Charlotte later becomes a Psychology student at Hollyoaks Community College and moves into the halls. She then mistakenly thinks India Longford (Beth Kingston) is a lesbian and offends her. On what would have been Lydia and Charlotte's anniversary, Lydia is given a bouquet of dead flowers. Sarah and Zoe Carpenter (Zoë Lister) blame this on Charlotte, claiming she is trying to split them up. Charlotte then accuses Zoe of attempting to break up the relationship. Lydia takes Charlotte's side, creating a divide in her relationship with Sarah. Sarah later dies during skydiving unbeknown to Charlotte the parachute was tampered by Lydia but Zoe is wrongfully arrested this leads to a feud between Charlotte and Zoe's brother Archie who is desperate to defend his sister. Charlotte and Lydia get back together, but agree to keep quiet. During Zoe's trial, Charlotte attends. When the knife Zoe apparently used to cut the parachute is shown to the court, Charlotte recognises it, as she gave Lydia it before the camping trip. Charlotte confronts Lydia, who immediately admits to using the knife, but in a suicide attempt. After Charlotte pleads with her to tell the police, Lydia tells her if she goes to prison, she will kill herself. Despite this, Zoe is found not guilty of Sarah's murder. However, she befriends Lydia to gain a confession. When Charlotte discovers Zoe's plans, she admits to Mike and Dave Colburn (Elliot James Langridge) about Lydia's murder of Sarah. Charlotte rushes to the local cemetery, where Lydia and Zoe are, with Dave and Mike close behind.
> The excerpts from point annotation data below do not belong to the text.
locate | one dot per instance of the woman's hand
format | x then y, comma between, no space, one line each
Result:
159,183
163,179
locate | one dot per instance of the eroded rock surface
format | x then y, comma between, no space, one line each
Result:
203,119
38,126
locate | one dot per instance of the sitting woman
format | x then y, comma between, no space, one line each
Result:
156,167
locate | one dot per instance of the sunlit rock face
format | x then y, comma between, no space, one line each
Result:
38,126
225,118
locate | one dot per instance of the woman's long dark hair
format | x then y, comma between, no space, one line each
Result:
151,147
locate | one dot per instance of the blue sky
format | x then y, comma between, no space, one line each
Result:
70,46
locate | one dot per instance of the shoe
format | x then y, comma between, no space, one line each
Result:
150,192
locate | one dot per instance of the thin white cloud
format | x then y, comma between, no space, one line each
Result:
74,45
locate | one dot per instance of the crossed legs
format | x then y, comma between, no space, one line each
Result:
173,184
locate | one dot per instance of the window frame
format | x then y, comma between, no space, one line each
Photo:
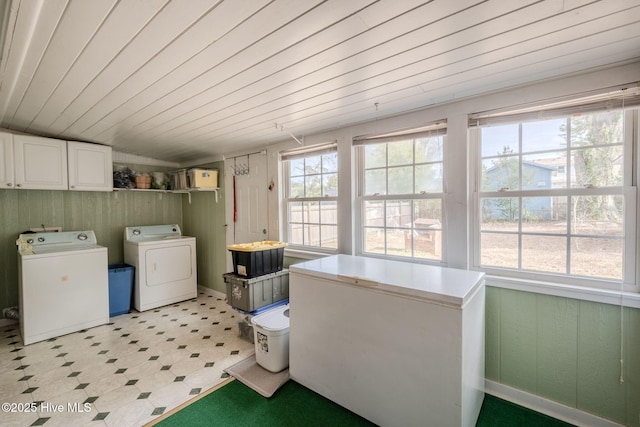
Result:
627,190
304,152
438,128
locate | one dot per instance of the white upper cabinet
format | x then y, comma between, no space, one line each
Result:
6,161
40,163
90,167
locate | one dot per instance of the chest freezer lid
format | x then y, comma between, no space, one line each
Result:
437,284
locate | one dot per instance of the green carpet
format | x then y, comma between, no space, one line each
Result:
237,405
294,405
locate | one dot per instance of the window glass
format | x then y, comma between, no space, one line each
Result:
401,196
574,223
312,200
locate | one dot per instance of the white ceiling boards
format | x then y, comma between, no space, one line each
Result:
181,80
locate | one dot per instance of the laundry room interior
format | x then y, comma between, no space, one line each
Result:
441,196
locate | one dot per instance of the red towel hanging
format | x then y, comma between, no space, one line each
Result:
235,207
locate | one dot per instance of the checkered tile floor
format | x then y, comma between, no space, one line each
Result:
125,373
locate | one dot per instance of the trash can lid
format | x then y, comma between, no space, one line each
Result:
273,320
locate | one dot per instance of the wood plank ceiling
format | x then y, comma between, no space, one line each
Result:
181,80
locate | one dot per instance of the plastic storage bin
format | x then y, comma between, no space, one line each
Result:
257,258
203,178
271,337
121,277
251,294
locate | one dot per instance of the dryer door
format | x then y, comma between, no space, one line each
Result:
168,264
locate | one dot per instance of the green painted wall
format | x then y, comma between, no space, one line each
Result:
204,218
107,213
565,350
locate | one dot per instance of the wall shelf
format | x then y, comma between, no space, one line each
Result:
185,191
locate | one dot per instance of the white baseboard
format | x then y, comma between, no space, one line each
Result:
546,406
212,292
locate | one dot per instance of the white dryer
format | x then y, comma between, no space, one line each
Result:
63,284
165,263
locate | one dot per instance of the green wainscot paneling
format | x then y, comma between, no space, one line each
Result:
205,219
565,350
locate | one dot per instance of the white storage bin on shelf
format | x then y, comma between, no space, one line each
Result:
271,337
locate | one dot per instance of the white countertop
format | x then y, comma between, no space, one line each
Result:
437,284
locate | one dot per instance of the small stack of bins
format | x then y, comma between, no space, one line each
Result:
257,258
258,281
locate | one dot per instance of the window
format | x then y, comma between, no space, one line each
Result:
311,197
554,194
401,192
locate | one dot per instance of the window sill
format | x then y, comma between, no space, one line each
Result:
305,254
628,299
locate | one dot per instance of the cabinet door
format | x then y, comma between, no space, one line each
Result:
41,163
6,161
90,167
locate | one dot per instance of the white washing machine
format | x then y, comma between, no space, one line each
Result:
165,262
63,284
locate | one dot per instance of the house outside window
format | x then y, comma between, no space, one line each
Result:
311,197
400,194
554,196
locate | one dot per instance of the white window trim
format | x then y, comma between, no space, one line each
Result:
306,251
437,128
573,286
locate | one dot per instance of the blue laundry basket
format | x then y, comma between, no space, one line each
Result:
121,277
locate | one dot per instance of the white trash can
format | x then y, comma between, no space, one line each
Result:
271,337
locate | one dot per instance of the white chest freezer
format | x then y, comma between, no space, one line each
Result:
395,342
When she gets there, Lydia stabs Zoe at Sarah's grave. Charlotte pleads with Lydia, who threatens her. As they realise Zoe is still alive, Lydia tries to get the knife. However, Charlotte attacks her and Dave gets the knife.

New fresher Jamil Fadel (Sikander Malik) tries it on with Charlotte, unaware she is a lesbian. Charlotte takes drugs, given to her by Doug Carter (PJ Brennan) in Chez Chez. She dances with Jamil, who is convinced that he can win her over. Charlotte leaves the nightclub and suggests going into town with India and Jamil, who are unaware she had taken drugs. Charlotte climbs on top of the village wall arch and asks them to join her. Doug watches her and Jamil on the arch and rushes to stop them. However, Charlotte loses her balance and falls off. Charlotte is taken to hospital, where she regains consciousness. Doug is made to leave after Charlotte tells everyone he gave her the drugs. Charlotte fears she will be paralysed and decides to leave Hollyoaks.